Seafarers is also facing challenges — from Mother Nature and Father Time. The river adjacent to the club is silting in; as it becomes gradually shallower, it's impossible for bigger boats to enter and exit the dock except at high tide. "The siltuation isn't going to stop, it's going to come to a point when it's real low tide some of these boats are literally sitting in mud," Ford says. That can ruin the engines of boats. Dredging the river might be one option, but it's a political long shot and could cost upward of $20 million. Some Seafarers think the condition of the river has discouraged new boaters from joining their ranks. At the same time, Ford wants the club to attract younger boaters to their tight-knit organization, as its current members get older.
"You have the Baby Boomers, Generation X-ers, that's pretty much who is here now," says Ford. "The next generation is the Millennials. Because of all of the political things that we've had to go through trying to maintain down here, there's not been enough outreach to the Millennials the way that they need to be," he said. But Ford wants to teach these kids the Seafarers' way too, "because we think that's just as important."
As the club steers through the uncertainty brought on by gentrification and the river's ecological challenges, some members would rather stay put at the club's historic location, where it's been for over half a century.

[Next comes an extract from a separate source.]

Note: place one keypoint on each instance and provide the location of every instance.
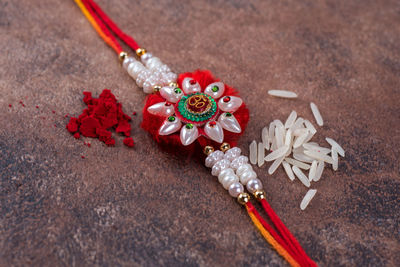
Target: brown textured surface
(140, 206)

But other members, who are generally younger, want the club to move downriver to a deeper, more navigable stretch of the Anacostia where they can take their boats out more easily.

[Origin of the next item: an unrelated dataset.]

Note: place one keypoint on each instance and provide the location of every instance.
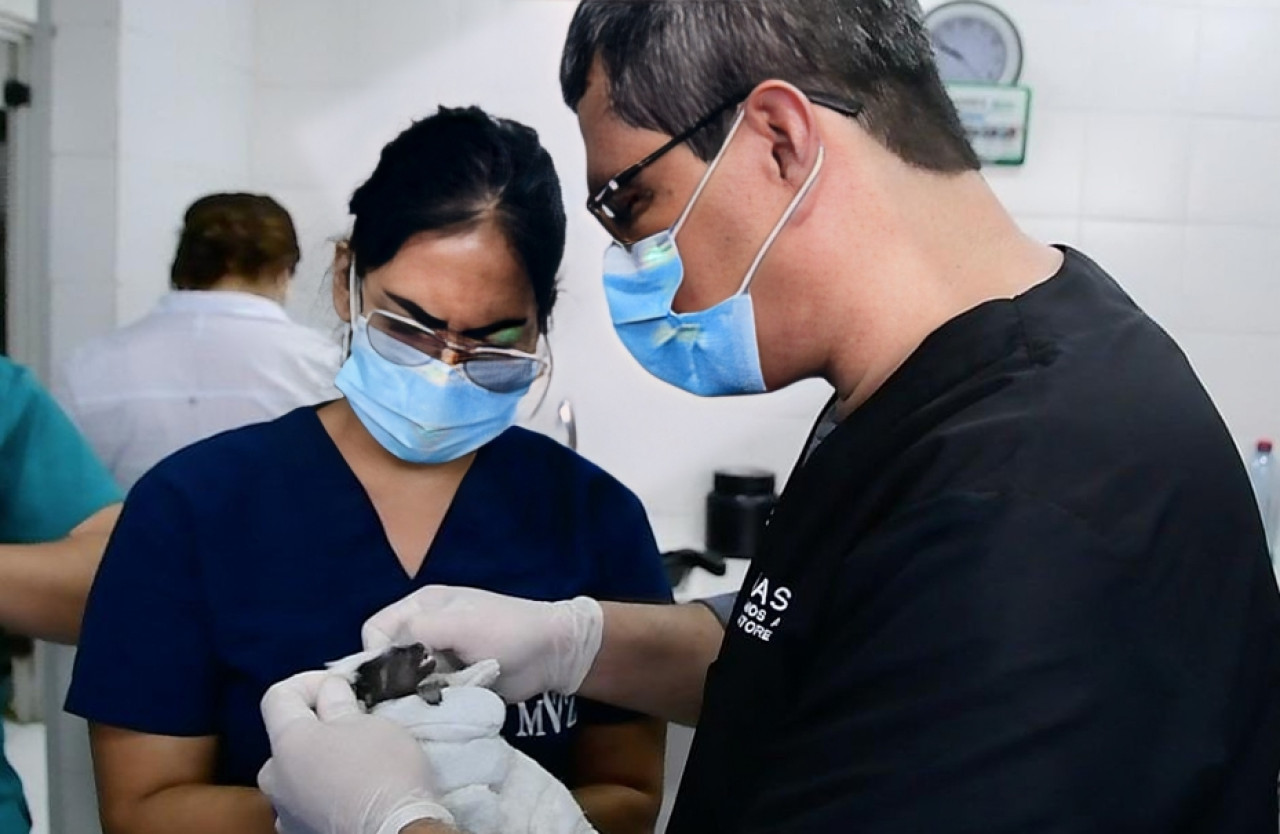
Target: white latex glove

Ford wants to split the difference — pursuing a temporary move while maintaining Seafarers' current spot, in the event that the nearby riverbed is dredged. That way, the Seafarers could ultimately return to the place that's been a sanctuary for working people in the area for seven decades.
"This is everyone's Shangri-La,'" says Cornell Brown, a Seafarers captain. That's Bob Martin's phrase — everyone's Shangri-La — but Brown shares the same sentiment. "Once you find Seafarers, it seems like you might want to be a part of Seafarers. Just being by the water. Just being around people ... somebody that looks like you."